Few other than me knew the name on his birth certificate--Frank Johnson. Knobby, like Sedonia, could see treasure through a hundred years of crud. My vision was good for maybe, ahhh, forty years. Frank died a few years ago at age 60. I wonder where his collection is now. I hope in some museum. Yeh, it was that impressive even to me who thought his obsession strange. But I was still building model airplanes, so who was I to judge?
A more accurate name for us Hippies was the "Flower Children." We were about love and sharing and playing nice-nice together which could only make our father who art in heaven smile. Just ask any police officer who he would rather arrest a drunk or a pot head. We were a preview of coming attractions. In order for humankind to survive, we will have to get along better, consume less and recycle more, and take much better care of our mother, aka planet "Earth." We'll have to put into action what Rev. Martin Luther King Jr. preached, "Justice is the face of love made public."
The first Hippie generation is fast disappearing. Some of us have died off and others don't dress as flamboyantly as we used to. The present generation can pass for straight and can be found in such places at "transition towns" in the US and UK and else where, and in Mondragon in Spain and Damanhur in Italy. Damanhur is even a first class tourist attraction, but that's a story for another time. I'll be visiting there next May.

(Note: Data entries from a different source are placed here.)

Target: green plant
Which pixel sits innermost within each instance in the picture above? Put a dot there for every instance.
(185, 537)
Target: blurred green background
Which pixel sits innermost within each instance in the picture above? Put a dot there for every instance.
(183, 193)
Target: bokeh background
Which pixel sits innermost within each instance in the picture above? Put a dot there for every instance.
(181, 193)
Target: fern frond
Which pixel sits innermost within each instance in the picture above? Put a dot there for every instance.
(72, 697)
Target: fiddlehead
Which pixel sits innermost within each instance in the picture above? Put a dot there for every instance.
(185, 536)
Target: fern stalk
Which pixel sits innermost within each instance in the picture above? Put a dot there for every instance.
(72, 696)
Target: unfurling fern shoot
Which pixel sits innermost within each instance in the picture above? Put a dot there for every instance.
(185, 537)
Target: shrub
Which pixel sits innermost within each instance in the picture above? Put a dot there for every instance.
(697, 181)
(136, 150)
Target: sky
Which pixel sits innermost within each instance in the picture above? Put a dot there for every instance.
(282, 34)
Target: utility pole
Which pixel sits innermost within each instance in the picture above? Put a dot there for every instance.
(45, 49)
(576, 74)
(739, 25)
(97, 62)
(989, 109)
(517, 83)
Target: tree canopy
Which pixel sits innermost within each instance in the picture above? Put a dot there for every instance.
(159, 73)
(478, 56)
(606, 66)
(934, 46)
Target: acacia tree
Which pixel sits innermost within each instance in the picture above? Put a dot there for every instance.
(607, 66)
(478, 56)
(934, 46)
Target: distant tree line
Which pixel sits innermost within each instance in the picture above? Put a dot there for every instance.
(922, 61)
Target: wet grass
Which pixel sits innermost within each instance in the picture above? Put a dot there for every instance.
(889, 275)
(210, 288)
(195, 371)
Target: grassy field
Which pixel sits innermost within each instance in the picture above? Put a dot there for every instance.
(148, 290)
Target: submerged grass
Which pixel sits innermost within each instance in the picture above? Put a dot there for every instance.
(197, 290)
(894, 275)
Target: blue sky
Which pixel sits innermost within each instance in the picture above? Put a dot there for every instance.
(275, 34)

Most Friday evenings in the early Seventies, while Sedonia was preparing rations for our next day's mission, I could be found in the chart room leading downstairs with a map of San Francisco taped to cardboard. Analyzing the classified ads for garage sales, I would place colored pins in the map denoting time and place of sales and quality of the goods. When finished I would change the colors of the pins prioritizing the locations and placing a gold pin representing "Prince Albert" in the middle of the area where he would be parked. This was similar to work I had done in Air Force intelligence while stationed in Germany twenty years earlier. Back then I had to chart the weather around a secret Soviet guided missile test range at Kapustin Yar from which Sputnik was launched October 4,1957 and which we dutifully reported to the National Security Agency which then passed the news on to "The New York Times" and the rest of the Ministry of Propaganda helping the US arms industry extort more money out of US taxpayers. God forbid, the commies get ahead of us in the arms race or any race. Today there's a big scare of war with Russia. The Washington Establishment obviously hasn't figured out how to control Pres. Trump so it's pulling out all the stops in terrifying the public. I'm sorry but I already had my big fright when a Russian fleet sailed down the English Channel on it's way to a new Russian navy base in Syria last October. With all the nuclear war heads in the neighborhood, I feared at least one could go off accidentally. But perhaps the UFO people are correct that our ET neighbors have been disarming them.
I remember a cartoon years ago of a man weeping with a mushroom cloud behind him. "Nuclear war? There goes my career."
Saturday morning, with "Agapanthus" secured to the stern of our van, we would drive to the first location designated by a gold pin and a piece of colored yarn. The Prince would be carefully parked not to obstruct anything or elicit a parking ticket. I had already spent a weekend in jail for a collection of parking tickets and I was definitely reformed. Being jailed for civil disobedience was a higher calling and in my head I collected hash marks for times locked up for CD like bomber crews in WW II painted mission markers on the noses of their B-17s.
Agapanthus would then be taken down from the stern bumper and off Sedonia and I would go on the happy Honda in our shopping blitz of a neighborhood in the Richmond or the Sunset or Mission areas of the city of St. Francis.
"Hi ho, Agapanthus, the deadly duo rides again," I'd shout as we rode off, with Sedonia giggling and punching me in the back.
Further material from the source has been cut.